I received my first Christmas issue of a magazine this week, which feels a little odd though the local big department store has just announced the opening of its Christmas department, I suppose. And it means, of course, that once we’ve put away the Christmas Day barbecue and demolished the pavlova, I can settle down to some nice Easter-themed solving before nodding off.

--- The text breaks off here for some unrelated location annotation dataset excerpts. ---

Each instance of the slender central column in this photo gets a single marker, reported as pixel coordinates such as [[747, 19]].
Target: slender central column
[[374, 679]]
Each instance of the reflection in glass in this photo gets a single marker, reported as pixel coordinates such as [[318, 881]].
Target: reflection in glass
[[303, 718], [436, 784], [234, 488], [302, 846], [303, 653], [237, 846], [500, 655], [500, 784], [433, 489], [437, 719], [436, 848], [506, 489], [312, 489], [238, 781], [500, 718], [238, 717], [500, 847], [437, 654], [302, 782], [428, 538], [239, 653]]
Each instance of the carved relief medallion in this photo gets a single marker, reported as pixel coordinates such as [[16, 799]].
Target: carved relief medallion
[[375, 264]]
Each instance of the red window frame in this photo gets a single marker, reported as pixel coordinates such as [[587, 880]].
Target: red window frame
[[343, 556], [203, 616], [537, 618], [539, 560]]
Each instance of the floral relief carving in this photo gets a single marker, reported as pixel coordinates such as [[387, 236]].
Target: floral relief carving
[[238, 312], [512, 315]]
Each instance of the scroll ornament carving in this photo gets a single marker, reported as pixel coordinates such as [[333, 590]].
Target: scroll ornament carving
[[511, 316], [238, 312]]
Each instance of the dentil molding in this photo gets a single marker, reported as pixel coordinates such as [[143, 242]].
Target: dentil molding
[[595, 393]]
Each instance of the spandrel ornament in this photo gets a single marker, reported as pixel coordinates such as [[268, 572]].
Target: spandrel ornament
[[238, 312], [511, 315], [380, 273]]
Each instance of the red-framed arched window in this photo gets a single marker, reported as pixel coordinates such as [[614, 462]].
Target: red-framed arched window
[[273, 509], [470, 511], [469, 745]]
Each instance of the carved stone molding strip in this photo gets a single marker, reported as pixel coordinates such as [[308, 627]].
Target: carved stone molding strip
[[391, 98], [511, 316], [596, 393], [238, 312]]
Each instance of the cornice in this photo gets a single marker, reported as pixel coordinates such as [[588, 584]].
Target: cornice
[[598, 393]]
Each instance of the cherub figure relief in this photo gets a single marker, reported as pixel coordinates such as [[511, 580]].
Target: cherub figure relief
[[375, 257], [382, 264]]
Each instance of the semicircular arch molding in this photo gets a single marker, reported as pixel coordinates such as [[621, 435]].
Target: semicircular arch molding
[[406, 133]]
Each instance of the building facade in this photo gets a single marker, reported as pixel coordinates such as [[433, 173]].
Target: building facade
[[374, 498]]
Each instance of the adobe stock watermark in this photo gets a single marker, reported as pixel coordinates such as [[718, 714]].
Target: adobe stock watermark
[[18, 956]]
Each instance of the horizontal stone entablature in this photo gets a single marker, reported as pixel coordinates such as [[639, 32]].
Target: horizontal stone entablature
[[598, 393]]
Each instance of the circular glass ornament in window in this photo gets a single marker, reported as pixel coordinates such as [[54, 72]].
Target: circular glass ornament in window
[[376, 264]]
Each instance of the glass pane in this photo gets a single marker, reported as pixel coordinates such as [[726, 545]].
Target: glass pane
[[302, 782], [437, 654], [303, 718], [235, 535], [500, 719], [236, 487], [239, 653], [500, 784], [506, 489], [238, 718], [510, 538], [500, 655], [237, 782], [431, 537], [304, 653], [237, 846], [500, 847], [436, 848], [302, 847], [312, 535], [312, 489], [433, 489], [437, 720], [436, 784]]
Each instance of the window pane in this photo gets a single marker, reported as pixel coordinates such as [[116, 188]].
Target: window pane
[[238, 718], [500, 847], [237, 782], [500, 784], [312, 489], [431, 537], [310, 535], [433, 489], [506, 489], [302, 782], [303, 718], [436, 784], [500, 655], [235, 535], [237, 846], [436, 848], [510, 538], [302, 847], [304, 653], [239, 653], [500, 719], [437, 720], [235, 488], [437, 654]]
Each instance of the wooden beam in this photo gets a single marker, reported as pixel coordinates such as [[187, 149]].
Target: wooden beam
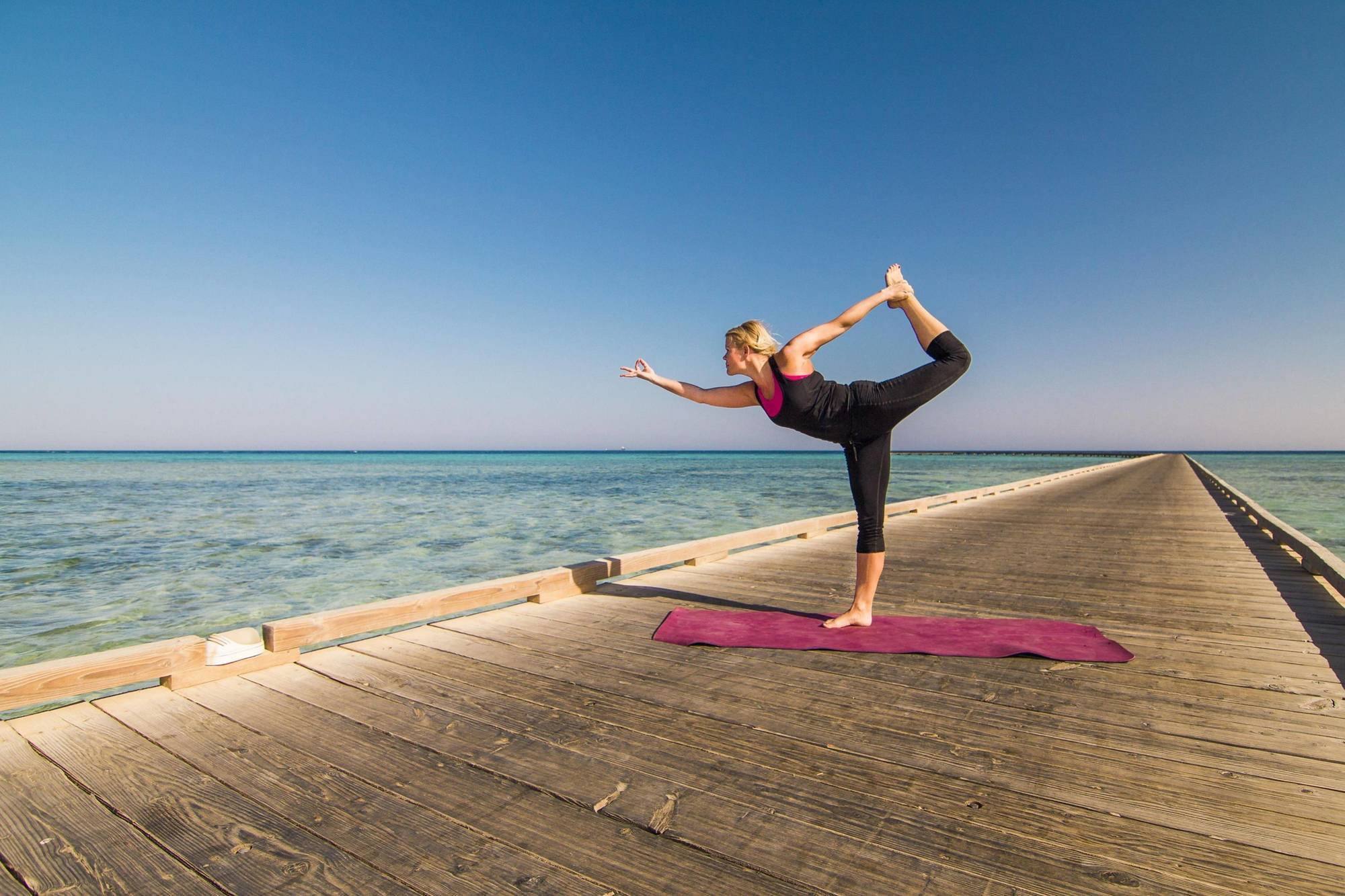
[[330, 624], [201, 674], [75, 676]]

I spent a little time this week looking at the publicity surrounding Stephen Fry’s new book of memoirs. A lot of the interviews had him mentioning how he’d settle down to do ‘difficult crosswords’ while toked up, but the book itself mentions very little. (The book, however, does get a little wearying with a tendency for him to be self-deprecating about how self-deprecating he is. And much too much name dropping, whatever else he may have been dropping at the time.) I was intrigued by the claim that the drug assisted the solving because years ago I had a financial adviser who, having ascertained that I was good at crosswords, asked me what I was on. He’d always found that having a spliff helped his solving no end, apparently. To be fair, he did rather neatly observe that the then sponsor of the Times Crossword – Knockando whisky – supplied ‘no can do’ if the K was omitted, a lexical quirk I have yet to find a use for. He had a surname (though I’ll spare his blushes) that wouldn’t have been out of place in an awkward corner of an American grid, although his predecessor (who I remember being called Zoob) outdid him in that regard.
Enough looking back: next week sees one of those little periods when I have a neat daily sequence of puzzles – you may start with a Telegraph Toughie on 9 October, an Independent Phi on 10 October, a prize puzzle in a third paper wherein I remain anonymous on 11 October, and Beelzebub in the IoS on 12 October.